SYDNEY, Jan 14 (Reuters) - Australian job advertisements in newspapers and on the Internet fell again in December, a tenth straight month of decline that pointed to softer demand for labour.
A survey by Australia and New Zealand Banking Group showed total job advertisements fell a seasonally adjusted 3.8 percent to 133,352 in December, following a drop of 2.8 percent the month before. That was down 16.1 percent from December 2011.
Job ads on the Internet fell 3.9 percent to 127,799 in December, from the month before, to be down 15.3 percent on the year.
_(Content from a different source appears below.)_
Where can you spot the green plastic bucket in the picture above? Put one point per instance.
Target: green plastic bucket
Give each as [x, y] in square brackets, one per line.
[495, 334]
Newspapers ads dropped 0.4 percent, continuing a long-run shift away from newspapers toward Internet ads.
“The ongoing weakness suggests that conditions for a large share of Australian businesses remain challenging and the outlook uncertain,” said ANZ’s head of Australian economics, Ivan Colhoun.
He cautioned that without further monetary easing, the unemployment rate could rise towards 5.75 percent by the end of 2013, from the current 5.2 percent.
The Reserve Bank of Australia (RBA) cut interest rates in both October and December, taking them to a record-matching low of 3.0 percent.
ANZ is tipping further cuts this year, perhaps to as low as 2 percent.
Official figures on the labour market are due on Thursday and are expected to show employment was flat in December, nudging the jobless rate up to 5.4 percent.
While employment growth was subpar over 2012, the jobless rate was surprisingly steady in part due to a drop in participation rates.